Doğu ve Güney Doğu Bölgelerindeki illerde de demografik geçişin hızlanması,
doğurganlığın azaltılması ve bu illerde kişi başı gelirlerde artış sağlanması için, uygun
sosyo-ekonomik politikaların bu bölgelerde hayata geçirilmesi, Türkiye’de bölgeler
arası farklılıkları azaltma yönünde önemli bir adımdır. Bu politikaların uygulanması,
söz konusu bölgelerde bağımlılık oranını azaltacak, eğitim ve istihdam fırsatlarının
yaratılabilmesi koşuluyla, ekonomik büyümenin hızlanması ve dengeli gelir dağılımın
sağlanabilmesiyle, bu illerinde demografik geçiş sürecinde, diğer illerimize ayak
uydurabilmeleri mümkün kılınabilecektir. Burada temel nokta, Türkiye’nin demografik
geçiş sürecinde ortaya çıkan, çalışma çağındaki nüfus artışını bir demografik kazanca
dönüştürebilmesi, bu şekilde sağlanan ekonomik büyümenin getirdiği gelir artışının
toplumun geneline yayılmasının sağlanabilmesidir.
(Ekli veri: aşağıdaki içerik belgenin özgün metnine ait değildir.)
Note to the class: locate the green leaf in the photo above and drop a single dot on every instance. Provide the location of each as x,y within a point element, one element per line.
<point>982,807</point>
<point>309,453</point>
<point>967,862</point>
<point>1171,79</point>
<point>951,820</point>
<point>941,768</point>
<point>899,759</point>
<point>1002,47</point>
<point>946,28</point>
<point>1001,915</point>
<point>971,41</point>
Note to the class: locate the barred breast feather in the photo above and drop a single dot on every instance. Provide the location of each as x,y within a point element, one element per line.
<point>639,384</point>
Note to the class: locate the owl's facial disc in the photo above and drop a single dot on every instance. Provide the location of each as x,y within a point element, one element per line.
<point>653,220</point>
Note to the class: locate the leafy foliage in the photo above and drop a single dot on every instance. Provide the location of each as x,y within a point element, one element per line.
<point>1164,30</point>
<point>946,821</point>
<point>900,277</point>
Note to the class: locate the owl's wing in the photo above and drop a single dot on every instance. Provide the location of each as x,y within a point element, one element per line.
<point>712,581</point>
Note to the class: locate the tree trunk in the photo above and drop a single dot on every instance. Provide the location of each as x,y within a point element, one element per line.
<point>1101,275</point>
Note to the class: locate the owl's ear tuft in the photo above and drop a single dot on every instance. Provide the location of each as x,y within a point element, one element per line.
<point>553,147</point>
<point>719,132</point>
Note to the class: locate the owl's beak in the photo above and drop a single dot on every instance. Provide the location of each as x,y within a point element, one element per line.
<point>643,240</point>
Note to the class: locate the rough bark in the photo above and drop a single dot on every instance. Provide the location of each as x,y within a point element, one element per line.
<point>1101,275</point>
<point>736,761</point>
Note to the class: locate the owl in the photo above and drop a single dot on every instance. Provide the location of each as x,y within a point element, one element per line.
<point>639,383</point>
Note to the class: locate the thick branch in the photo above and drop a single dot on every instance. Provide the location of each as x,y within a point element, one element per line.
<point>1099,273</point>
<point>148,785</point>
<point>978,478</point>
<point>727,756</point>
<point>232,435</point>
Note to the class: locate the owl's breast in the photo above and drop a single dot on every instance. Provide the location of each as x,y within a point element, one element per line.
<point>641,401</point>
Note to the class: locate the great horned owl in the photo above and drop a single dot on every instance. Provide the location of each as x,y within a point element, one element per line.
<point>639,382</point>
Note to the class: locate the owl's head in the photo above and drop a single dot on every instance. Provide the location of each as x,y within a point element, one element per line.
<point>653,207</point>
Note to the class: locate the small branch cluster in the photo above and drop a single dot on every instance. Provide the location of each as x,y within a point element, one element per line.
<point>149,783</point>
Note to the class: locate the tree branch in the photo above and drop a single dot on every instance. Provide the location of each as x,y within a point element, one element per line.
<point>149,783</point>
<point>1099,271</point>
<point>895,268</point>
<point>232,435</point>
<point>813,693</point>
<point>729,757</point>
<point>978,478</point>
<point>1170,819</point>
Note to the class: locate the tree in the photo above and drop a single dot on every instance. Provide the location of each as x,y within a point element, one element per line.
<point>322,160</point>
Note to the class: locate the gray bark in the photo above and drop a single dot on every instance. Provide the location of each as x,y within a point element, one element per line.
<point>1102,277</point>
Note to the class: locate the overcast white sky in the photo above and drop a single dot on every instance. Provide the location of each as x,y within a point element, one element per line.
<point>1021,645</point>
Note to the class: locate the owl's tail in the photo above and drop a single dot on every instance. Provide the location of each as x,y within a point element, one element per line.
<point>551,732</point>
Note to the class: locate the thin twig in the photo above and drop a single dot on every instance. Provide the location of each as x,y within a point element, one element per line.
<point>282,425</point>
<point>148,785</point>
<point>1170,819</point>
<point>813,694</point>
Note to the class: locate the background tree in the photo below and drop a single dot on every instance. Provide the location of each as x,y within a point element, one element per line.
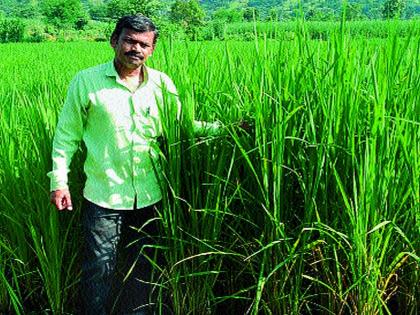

4.5. Türkiye’de Demografik Kazanç ve Yoksulluğun Azaltılması
Türkiye’nin, demografik geçiş sürecinde, doğurganlıktaki ve dolayısıyla genç
bağımlılık oranındaki azalış nedeniyle, çalışma çağındaki nüfusta bir artışla karşı
karşıya olması, Türkiye’nin açılan bu fırsat penceresini ne ölçüde bir demografik
kazanca dönüştürebileceği, önemli bir araştırma ve tartışma konusudur. Sabancı
Üniversitesi bünyesinde yer alan İstanbul Politika Merkezinin yürüttüğü Eğitimde
Reform Girişimi (ERG) bu konunun önemini şöyle vurgulamıştır: “Türkiye’nin
demografik kazancı son yıllarda, oldukça önemli bir politik tartışma konusudur.
Konuyla ilgili makaleler, tartışmalar ve raporlar ülke medyası ve hükümet gündeminde
sıkça yer bulmaktadır” (ERG, 2007, s. 1).125
Türkiye’nin nüfus yapısında, önümüzdeki yıllarda, önemli değişiklikler
beklenmektedir. Çalışma çağındaki nüfus artmaya devam ederek, 2041 yılında, en
yüksek değer olan 65,3 milyona ulaşacaktır. Bu tarihten sonra 15-64 yaş arasında yer
alan çalışma çağındaki nüfus azalmaya başlayacak ve fırsat penceresi ortadan
kalkacaktır. Nüfusun yaş yapısıyla ilgili değişiklikler, Türkiye’ye hem fırsatlar hem de
bir takım riskler getirmekte, bu değişikliklerin fırsata dönüştürülebilmesi içinde
yöneticilerin bir takım görevleri yüklenmesi gerekmektedir. Artan işgücü için gerekli
istihdamın sağlanması, bu nüfusun yeterli eğitim ve sağlık hizmetlerine sahip olması
gereklidir. Aksi takdirde, sadece bir defaya mahsus olan fırsat penceresinden
yararlanma şansı kaçırılacak, sonuç işsizlik ve sosyal sorunlarla yüzleşmek olacaktır.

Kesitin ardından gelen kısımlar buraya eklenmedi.